E’ facile capire che l’ulteriore e massiccia divaricazione socio-economica tra Nord e Sud comporterebbe un irrimediabile e definitivo dislivello tra le due parti dell’Italia con costi sociali elevatissimi, rischiando di abbandonare i giovani delle regioni più povere ad essere preda della malavita organizzata, che soprattutto in quei territori trova ancora manovalanza a basso costo. La regionalizzazione farebbe scomparire il carattere unitario dell’istruzione, a partire dai programmi e dal reclutamento di docenti e ATA, creando divaricazioni stipendiali tra lavoratori/trici presenti nelle stesse scuole, a seconda che siano “assoggettati” al sistema regionalistico o a quello residuale statale, con alcuni gravi interrogativi rispetto ai criteri di reclutamento, al loro inquadramento giuridico e alla posizione rispetto al contratto nazionale.
La Lega, che domina il governo, ha tratto enorme vantaggio da una politica e un’ideologia razziste, xenofobe, “securitarie”, ostili ai migranti e ai più deboli; ma il suo “core business” a Nord resta l’autonomia finanziaria ed economica come surrogato del vecchio separatismo. E dunque la Lega vuole portare al più presto a casa questa autonomia, mentre il M5S ha già abbondantemente dimostrato che, pur di restare al governo, è disposto a rinunciare ai suoi sbandierati “cavalli di battaglia”. Quindi, l’allarme deve essere massimo e le risposte forti e tempestive da parte del mondo della scuola. In particolare è decisivo che in tempi rapidi tutti i sindacati della scuola, al di là delle divergenze su altri punti, ritrovino quell’unità che raggiunsero il 5 maggio del 2015, con il più grande sciopero (pari solo a quello del 17 febbraio 2000 che cancellò il “concorsaccio” di Berlinguer) della storia della scuola italiana.
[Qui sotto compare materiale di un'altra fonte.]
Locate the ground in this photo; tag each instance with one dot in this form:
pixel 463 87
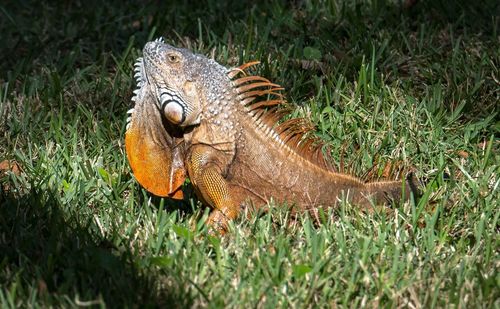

Facciamo dunque appello agli altri sindacati affinché si arrivi, con l’adesione anche delle associazioni e comitati in difesa della scuola pubblica e facendo seguito al Tavolo unitario già costituito, ad una grande giornata di sciopero con la partecipazione corale del personale scolastico, oltre che degli studenti, che porti in piazza il popolo della scuola pubblica per bloccare il disastroso progetto di disgregazione del sistema scolastico nazionale.